Taniya Bhatia (born 28 November 1997) is an Indian cricketer. She plays for Punjab and India, primarily as a wicket-keeper. She is currently trained under coach RP Singh. The International Cricket Council (ICC) named Bhatia as one of the five breakout stars in women's cricket in 2018.

== Early life ==
She was born to Sapna and Sanjay Bhatia in Chandigarh. Her father works in Central Bank of India and had played cricket at the all India university level. She has an elder sister Sanjana and younger brother Sehaj.

Earlier, Bhatia trained under former Indian cricketer Yograj Singh, Yuvraj Singh's father, while she was studying at DAV Senior Secondary School. She is currently studying BA-II at MCM DAV College for Women. Bhatia's father was himself a cricket player and so was her uncle. Her brother too has joined the U-19 cricket team.

==Early career==
After her DAV academy days, she became the youngest girl to represent Punjab in U19 at the young age of 11. She soon joined the senior state team at the age of 16.

At the age of 13, Bhatia became the youngest player to play for the senior Punjab team in the inter-state domestic tournament in 2011. In 2015, she captained the U-19 North Zone side in the inter-zonal cricket tournament in Guwahati. In the game she also scored 227 runs and was responsible for 10 dismissals. She joined India A squad, when she turned 16. She went on a professional slump for two years which almost made her lose her interest in cricket altogether. She overcame it with the support of her mother which motivated her to pursue her dreams.

==International career==
She made her Women's Twenty20 International cricket (WT20I) debut for India Women against South Africa Women on 13 February 2018. Bhatia is the first woman cricketer from Chandigarh to be a part of the national team. Bhatia wears jersey No 28 in the team. She made her Women's One Day International (WODI) debut against Sri Lanka on 11 September 2018.

In October 2018, she was named in India's squad for the 2018 ICC Women's World Twenty20 tournament in the West Indies. In January 2020, she was named in India's squad for the 2020 ICC Women's T20 World Cup in Australia.

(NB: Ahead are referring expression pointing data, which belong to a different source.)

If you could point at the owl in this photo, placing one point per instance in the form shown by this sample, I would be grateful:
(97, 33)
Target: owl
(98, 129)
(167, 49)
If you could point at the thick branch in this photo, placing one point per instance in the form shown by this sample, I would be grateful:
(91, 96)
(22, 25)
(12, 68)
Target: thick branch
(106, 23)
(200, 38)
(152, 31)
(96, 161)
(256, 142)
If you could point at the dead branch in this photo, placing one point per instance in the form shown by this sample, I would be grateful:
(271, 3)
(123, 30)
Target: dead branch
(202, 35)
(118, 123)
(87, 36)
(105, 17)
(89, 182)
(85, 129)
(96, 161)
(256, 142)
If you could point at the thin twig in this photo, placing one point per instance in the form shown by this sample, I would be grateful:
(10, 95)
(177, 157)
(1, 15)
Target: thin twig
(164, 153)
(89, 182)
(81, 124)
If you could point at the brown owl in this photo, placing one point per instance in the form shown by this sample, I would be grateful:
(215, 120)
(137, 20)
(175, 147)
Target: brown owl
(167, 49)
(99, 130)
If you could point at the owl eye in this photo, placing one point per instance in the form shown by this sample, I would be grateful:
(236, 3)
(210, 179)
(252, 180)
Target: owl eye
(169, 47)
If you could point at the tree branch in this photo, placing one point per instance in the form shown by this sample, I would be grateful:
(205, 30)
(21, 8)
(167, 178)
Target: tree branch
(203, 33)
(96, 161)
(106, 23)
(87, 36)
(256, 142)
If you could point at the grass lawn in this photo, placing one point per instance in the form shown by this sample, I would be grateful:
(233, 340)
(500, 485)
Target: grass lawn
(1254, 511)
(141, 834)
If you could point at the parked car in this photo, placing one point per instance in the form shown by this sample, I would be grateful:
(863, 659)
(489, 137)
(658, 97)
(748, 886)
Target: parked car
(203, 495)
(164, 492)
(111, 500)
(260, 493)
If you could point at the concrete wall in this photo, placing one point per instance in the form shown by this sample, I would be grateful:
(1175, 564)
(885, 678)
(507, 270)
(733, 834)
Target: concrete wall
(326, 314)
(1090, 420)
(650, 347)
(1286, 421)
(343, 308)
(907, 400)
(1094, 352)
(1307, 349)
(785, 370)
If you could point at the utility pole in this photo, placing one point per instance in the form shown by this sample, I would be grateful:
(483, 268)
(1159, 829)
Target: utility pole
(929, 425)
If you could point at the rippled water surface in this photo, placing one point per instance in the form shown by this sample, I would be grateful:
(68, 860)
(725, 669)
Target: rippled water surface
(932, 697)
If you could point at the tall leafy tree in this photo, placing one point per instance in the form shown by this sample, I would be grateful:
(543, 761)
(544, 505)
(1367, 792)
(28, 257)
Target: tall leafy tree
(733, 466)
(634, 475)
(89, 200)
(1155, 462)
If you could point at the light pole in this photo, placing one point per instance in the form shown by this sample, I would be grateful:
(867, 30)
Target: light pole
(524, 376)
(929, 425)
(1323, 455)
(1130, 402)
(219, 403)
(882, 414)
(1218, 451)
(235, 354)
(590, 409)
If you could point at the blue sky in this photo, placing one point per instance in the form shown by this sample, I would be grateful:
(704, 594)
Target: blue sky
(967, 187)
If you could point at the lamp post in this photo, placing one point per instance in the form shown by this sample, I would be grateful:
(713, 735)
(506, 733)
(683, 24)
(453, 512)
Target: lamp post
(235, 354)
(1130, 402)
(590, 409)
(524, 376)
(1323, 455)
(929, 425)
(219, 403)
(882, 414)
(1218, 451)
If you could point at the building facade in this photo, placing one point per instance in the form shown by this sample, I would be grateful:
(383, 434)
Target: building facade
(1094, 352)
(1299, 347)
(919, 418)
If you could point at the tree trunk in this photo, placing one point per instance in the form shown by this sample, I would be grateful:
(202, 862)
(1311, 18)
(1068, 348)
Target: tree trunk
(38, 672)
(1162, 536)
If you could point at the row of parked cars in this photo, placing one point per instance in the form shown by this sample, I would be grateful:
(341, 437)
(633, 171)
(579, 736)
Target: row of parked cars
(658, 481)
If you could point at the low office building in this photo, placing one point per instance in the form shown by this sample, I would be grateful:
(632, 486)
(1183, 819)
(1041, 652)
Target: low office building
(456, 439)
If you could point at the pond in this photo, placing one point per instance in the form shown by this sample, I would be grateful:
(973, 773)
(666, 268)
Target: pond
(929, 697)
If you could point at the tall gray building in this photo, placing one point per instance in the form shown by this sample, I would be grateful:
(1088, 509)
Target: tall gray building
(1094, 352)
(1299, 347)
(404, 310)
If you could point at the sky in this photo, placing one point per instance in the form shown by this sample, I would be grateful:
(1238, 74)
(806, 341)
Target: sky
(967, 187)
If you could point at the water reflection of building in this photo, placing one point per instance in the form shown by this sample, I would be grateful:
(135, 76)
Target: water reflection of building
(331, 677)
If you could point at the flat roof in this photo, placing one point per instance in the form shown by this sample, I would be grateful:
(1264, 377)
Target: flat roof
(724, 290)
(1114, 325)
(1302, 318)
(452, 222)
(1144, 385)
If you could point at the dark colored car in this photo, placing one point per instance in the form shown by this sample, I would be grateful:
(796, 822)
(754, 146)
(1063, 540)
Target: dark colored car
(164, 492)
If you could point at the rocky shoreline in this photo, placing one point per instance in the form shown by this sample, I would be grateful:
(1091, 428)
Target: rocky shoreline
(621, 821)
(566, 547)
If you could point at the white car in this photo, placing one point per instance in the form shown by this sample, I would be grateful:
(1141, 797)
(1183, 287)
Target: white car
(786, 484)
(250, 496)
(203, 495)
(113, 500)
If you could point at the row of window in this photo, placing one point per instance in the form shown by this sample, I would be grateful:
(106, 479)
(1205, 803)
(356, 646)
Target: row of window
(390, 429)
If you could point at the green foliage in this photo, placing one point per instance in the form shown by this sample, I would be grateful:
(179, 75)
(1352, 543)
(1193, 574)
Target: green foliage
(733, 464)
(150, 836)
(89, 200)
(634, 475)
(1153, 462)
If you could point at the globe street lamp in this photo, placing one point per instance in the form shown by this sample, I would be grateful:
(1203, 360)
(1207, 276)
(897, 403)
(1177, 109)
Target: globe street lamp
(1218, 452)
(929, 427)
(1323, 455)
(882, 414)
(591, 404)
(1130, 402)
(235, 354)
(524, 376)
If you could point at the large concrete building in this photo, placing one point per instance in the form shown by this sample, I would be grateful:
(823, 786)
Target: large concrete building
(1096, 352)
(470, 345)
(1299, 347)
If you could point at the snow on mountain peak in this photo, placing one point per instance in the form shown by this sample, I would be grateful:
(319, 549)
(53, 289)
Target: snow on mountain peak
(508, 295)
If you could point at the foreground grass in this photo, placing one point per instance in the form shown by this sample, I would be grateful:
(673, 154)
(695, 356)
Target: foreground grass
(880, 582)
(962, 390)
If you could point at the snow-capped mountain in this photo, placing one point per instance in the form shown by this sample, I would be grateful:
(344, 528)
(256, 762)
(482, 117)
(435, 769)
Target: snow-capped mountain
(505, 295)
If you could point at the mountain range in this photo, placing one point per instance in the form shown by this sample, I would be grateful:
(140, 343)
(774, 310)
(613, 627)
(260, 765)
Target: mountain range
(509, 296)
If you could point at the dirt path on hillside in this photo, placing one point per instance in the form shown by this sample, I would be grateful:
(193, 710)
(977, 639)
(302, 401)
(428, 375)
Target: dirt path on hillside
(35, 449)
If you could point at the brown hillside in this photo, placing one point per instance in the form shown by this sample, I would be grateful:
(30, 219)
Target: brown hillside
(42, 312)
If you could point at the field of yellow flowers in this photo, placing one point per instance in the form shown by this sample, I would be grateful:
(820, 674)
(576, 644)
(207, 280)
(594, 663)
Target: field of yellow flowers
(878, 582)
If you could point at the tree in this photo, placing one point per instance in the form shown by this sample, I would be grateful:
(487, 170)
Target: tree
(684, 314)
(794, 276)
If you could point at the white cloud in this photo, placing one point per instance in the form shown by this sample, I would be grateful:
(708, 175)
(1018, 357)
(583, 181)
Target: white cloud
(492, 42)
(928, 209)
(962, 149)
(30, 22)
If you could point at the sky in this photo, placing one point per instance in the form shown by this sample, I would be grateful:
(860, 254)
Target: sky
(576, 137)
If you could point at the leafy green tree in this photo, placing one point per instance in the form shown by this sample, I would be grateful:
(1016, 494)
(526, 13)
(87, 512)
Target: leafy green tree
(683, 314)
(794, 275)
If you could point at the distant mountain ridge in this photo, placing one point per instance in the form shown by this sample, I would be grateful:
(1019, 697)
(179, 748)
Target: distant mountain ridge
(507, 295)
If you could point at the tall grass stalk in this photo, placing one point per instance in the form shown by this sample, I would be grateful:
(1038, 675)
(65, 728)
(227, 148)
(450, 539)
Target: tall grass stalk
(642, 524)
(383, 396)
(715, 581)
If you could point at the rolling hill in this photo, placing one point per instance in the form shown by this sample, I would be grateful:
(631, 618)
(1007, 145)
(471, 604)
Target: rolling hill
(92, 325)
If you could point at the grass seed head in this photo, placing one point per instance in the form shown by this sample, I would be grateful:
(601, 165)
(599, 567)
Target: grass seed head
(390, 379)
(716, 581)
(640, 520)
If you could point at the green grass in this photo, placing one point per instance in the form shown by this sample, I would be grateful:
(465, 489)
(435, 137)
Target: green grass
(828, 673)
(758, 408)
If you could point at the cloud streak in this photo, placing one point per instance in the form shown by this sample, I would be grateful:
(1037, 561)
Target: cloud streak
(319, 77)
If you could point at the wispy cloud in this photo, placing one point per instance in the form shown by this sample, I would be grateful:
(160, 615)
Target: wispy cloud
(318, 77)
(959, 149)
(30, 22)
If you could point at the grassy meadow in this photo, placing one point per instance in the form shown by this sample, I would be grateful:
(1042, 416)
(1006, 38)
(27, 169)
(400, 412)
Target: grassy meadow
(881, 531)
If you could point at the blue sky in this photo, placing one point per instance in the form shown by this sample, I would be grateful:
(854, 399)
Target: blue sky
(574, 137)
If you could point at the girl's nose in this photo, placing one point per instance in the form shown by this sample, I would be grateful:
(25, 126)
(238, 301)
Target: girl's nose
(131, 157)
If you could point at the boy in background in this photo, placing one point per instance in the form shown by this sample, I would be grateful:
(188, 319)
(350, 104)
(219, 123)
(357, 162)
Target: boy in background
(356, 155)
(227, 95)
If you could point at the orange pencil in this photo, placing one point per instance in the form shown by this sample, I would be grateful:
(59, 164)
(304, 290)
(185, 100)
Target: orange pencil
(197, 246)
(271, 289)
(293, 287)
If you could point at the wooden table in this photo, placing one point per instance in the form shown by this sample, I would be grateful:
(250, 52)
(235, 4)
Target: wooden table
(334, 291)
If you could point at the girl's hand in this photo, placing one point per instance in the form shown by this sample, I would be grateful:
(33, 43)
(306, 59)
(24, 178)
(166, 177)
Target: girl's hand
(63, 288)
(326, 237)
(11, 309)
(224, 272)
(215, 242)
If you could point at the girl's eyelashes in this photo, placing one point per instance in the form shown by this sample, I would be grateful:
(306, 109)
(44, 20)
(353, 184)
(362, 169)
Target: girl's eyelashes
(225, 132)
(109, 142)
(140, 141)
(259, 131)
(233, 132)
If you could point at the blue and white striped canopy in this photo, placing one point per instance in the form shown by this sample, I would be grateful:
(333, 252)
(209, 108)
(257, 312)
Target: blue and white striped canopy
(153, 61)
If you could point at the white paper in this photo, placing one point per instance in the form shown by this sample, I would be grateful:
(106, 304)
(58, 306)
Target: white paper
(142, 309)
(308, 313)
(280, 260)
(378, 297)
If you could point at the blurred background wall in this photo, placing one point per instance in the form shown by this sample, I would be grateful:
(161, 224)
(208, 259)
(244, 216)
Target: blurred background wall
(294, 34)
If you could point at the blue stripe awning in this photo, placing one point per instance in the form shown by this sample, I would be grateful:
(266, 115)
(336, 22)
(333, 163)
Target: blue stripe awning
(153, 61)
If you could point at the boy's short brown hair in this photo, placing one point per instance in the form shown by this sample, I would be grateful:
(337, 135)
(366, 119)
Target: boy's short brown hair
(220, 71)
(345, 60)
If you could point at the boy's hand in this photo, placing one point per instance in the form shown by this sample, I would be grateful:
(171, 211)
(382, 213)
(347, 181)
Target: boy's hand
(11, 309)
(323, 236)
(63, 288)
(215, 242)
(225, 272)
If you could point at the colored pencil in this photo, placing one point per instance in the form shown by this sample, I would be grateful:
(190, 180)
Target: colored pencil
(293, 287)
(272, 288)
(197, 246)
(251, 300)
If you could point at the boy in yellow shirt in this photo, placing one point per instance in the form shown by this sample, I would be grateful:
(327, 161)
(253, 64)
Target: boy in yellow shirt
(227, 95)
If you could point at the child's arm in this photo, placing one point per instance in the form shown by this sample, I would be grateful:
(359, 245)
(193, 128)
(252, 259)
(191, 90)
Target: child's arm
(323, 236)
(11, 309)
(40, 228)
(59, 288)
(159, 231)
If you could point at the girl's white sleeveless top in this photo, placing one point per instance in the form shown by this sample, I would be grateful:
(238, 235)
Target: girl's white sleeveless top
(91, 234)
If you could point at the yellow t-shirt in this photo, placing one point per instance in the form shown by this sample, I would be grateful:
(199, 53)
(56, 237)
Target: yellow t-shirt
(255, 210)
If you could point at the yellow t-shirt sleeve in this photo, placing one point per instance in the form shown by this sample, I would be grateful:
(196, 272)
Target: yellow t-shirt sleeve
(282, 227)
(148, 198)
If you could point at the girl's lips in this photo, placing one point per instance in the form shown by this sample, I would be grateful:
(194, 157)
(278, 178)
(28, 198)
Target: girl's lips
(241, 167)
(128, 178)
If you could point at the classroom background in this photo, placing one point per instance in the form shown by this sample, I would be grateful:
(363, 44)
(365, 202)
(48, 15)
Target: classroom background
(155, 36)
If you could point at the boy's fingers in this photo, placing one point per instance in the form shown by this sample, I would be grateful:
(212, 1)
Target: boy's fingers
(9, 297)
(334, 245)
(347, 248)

In May 2021, she was named in India's Test squad for their one-off match against the England women's cricket team. Bhatia made her Test debut on 16 June 2021, for India against England. In January 2022, she was named in India's team for the 2022 Women's Cricket World Cup in New Zealand. In July 2022, she was named in India's team for the cricket tournament at the 2022 Commonwealth Games in Birmingham, England.